No es el silencio aún (me dije), sino el espejo roto en mil pedazos del silencio, y en él se miran, exhaustos, los pájaros del Norte. En mi cansancio estaba mi principio. Ojos llenos de cal, de polen seco. Ahora mis pasos son los pasos de la sed, quemados por el sol continuamente, y el humo de mis huellas puede oírse:

Pesa la luz como una red mojada. Flotan las ramas rotas, los peces muertos... (La paz no es el silencio todavía.) Subo despacio la cuesta transparente: la que sólo da al mar y a la erosión visible. Junto al faro en ruinas crecen los enebros, las grietas afiladas, el vértigo continuo de la serenidad:

Dar el paso invisible. Llaman a la puerta del mar de agosto las raíces arrancadas, las dunas ocres. (No puedo ver, pero qué bajo cielo en rojo hay en mi corazón esta mañana, qué extraños vuelos sin sentido.) Y cuando el verdadero ahogado salga por fin a mi encuentro, ¿sabré decirle quién soy yo de verdad, exactamente?:

La muerte: una palabra puesta a secar (me dije), empapada de sudor de tres días.

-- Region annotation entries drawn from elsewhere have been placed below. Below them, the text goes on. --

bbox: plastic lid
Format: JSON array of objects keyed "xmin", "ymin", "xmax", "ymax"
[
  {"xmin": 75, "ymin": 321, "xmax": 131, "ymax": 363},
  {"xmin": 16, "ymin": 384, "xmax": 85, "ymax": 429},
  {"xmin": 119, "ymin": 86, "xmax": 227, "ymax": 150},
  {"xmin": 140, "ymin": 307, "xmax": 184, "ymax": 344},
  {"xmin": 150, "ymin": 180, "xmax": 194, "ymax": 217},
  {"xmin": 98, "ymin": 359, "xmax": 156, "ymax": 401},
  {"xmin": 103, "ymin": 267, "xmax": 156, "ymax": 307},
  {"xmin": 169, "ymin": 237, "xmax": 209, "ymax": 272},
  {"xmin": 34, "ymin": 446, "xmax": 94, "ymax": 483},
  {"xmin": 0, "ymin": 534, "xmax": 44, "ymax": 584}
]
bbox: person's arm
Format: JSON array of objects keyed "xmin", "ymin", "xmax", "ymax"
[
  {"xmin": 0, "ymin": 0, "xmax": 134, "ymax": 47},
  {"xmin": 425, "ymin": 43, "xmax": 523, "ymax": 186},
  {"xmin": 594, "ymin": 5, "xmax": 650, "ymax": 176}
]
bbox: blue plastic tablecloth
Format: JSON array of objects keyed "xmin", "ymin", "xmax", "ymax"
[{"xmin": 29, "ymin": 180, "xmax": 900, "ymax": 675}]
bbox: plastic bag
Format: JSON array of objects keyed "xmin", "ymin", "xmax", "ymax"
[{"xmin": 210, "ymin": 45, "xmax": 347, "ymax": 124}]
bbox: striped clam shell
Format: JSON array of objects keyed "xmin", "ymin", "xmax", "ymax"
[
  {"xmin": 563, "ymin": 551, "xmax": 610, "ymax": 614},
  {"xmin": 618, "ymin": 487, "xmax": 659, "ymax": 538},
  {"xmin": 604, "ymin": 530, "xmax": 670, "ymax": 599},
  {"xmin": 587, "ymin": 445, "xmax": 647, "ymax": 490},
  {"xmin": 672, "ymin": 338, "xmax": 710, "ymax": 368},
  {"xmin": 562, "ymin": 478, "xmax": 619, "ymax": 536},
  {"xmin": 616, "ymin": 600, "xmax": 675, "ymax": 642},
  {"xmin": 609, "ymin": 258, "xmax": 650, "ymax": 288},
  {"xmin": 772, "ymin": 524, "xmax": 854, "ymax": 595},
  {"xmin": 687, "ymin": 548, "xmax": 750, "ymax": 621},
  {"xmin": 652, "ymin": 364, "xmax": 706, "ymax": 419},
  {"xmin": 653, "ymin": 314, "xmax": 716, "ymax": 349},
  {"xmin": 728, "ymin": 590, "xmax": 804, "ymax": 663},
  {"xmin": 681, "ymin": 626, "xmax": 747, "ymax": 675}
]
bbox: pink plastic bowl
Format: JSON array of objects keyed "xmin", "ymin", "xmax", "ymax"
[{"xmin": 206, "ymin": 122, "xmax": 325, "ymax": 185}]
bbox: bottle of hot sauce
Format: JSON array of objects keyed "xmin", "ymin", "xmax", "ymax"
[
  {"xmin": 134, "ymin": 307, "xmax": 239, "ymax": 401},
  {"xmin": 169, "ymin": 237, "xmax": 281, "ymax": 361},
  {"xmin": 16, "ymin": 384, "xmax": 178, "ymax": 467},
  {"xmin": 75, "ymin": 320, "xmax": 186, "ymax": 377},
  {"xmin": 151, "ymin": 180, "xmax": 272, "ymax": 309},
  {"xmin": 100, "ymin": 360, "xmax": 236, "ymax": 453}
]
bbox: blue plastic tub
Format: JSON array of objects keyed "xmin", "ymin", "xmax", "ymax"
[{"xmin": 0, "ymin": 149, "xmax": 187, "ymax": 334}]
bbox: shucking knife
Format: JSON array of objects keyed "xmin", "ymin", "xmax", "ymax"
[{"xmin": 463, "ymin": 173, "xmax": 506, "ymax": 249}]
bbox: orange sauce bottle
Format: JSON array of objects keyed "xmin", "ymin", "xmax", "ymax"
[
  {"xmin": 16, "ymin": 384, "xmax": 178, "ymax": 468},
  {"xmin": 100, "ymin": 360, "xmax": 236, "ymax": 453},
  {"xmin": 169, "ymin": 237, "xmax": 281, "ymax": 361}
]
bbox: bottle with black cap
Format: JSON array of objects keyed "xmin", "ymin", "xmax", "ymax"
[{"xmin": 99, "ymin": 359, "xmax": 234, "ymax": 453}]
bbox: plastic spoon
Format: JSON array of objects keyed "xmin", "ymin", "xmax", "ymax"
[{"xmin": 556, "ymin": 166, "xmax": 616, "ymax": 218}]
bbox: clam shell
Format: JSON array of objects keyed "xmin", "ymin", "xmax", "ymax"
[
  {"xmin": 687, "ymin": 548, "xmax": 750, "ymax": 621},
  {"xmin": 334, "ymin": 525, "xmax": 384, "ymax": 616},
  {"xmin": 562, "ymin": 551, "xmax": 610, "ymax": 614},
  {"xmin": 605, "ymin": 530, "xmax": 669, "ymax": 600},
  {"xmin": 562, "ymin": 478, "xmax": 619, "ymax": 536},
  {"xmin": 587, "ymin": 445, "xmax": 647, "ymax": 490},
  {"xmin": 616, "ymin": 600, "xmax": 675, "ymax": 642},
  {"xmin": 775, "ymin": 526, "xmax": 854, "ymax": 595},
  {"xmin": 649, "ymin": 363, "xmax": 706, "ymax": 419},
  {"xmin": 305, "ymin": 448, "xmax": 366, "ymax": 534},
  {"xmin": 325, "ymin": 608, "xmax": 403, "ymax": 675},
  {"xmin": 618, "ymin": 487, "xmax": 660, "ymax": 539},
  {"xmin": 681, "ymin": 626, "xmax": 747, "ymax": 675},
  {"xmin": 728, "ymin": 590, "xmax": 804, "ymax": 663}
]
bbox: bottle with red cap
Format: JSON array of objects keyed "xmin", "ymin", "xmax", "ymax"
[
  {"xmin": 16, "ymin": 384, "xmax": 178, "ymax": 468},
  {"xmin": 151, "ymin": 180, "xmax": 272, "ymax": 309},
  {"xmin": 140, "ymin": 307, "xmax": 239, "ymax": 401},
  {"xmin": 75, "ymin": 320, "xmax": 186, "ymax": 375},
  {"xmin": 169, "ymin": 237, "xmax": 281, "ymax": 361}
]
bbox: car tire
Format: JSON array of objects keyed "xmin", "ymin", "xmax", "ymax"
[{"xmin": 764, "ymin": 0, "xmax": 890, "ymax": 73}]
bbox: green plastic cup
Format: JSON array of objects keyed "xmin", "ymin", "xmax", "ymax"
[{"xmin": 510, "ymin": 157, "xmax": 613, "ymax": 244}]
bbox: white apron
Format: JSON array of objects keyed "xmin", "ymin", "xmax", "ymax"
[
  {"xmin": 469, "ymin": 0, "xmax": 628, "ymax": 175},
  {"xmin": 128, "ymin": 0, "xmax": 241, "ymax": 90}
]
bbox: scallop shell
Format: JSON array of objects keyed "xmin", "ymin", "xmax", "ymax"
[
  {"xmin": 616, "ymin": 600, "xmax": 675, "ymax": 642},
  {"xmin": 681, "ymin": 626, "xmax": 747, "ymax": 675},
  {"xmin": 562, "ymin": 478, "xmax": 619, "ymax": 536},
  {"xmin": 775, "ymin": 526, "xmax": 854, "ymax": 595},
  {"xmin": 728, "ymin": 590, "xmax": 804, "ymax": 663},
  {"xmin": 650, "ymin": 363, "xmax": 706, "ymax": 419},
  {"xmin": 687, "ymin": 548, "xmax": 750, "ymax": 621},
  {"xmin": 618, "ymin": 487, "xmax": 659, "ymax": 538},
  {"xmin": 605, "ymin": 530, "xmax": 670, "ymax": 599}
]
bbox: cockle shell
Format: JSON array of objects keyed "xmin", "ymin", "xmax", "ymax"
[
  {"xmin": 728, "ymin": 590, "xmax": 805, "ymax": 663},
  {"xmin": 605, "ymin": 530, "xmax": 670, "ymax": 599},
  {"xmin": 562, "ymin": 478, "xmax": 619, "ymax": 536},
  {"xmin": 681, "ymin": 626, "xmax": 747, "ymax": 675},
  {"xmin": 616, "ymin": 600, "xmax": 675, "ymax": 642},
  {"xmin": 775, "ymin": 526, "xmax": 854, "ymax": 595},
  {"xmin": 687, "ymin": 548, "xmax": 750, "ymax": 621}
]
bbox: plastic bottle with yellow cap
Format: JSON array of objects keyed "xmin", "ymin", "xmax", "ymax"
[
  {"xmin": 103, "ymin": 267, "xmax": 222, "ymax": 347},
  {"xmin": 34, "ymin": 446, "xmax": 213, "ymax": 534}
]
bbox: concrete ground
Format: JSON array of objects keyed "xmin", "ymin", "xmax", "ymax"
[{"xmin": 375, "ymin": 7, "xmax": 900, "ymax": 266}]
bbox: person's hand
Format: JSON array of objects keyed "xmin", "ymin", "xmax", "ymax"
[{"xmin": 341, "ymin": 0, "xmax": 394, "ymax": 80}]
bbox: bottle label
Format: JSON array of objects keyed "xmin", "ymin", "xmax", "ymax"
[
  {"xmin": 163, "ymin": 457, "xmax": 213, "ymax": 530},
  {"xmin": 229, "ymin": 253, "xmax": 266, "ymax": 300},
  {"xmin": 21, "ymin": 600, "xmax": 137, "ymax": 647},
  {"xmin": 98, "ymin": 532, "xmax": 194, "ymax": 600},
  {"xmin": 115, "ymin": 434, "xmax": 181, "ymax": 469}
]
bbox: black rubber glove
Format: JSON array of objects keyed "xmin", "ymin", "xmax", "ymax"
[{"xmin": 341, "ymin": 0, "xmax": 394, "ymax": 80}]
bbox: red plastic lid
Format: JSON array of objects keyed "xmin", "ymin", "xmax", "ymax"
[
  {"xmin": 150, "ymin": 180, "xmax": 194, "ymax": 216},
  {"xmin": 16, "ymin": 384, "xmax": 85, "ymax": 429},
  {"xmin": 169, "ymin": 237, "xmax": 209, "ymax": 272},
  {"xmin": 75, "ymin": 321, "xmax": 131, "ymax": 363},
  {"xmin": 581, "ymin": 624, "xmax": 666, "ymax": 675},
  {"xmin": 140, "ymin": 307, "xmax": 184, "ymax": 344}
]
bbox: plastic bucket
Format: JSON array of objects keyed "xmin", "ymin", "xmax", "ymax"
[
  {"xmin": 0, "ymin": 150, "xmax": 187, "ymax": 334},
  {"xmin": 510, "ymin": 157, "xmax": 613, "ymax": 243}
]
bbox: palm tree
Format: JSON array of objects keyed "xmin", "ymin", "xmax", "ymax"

Más que ceniza. A fuego lento se consume la promesa más clara, y el humo es una carta sin abrir. Árbol azul y fuerte, en cuyas ramas cantan los mirlos todo el año... Oh luz repleta de animales dormidos, de caminos que no sabemos ver:

Nadie ha visto la casa, pero yo sí la he visto. O tal vez no la he visto (me dije), pero sé que está allí. (Mi deseo es más rápido que yo: yo sólo sigo, a oscuras, sus huellas transparentes.) Islas más allá de las islas. Abro, en secreto, la larga noche en vela de su soledad, la trama azul y fértil de sus apariciones:

Yo no tenía fe: tenía sueños. Y hoy la sequía tiene la extensión de mi alma. Por un instante,  que regreso, que mi cansancio se abre al mar, al cielo rojo, a este camino erguido y sucio de verdad. ¿Cómo pudo la sed reconocerme, apuntarme con el dedo, soltar sus perros blancos contra mí?:

Delante de la puerta abierta (me dije) bailaré, loco de sol, como animal en celo, sin descanso. Escribiré mi nombre (me dije) sobre las losas incendiadas del atrio, sobre la superficie mágica del atardecer. ¡Fulgor de ruinas blancas, donde crece, a ciegas, el asfódelo sediento, donde bostezan los aparecidos!:

La mano en el fuego del mediodía: recojo (una vez más) los libros, la toalla, los zapatos. Creo saber lo que me pertenece, todo lo que al abrir los ojos vuelve a ser mío aún. Hablo del humo solamente, a solas, para empezar a ver más alto, para salir de aquí (me digo), muy despacio: para no despertar a la ceniza.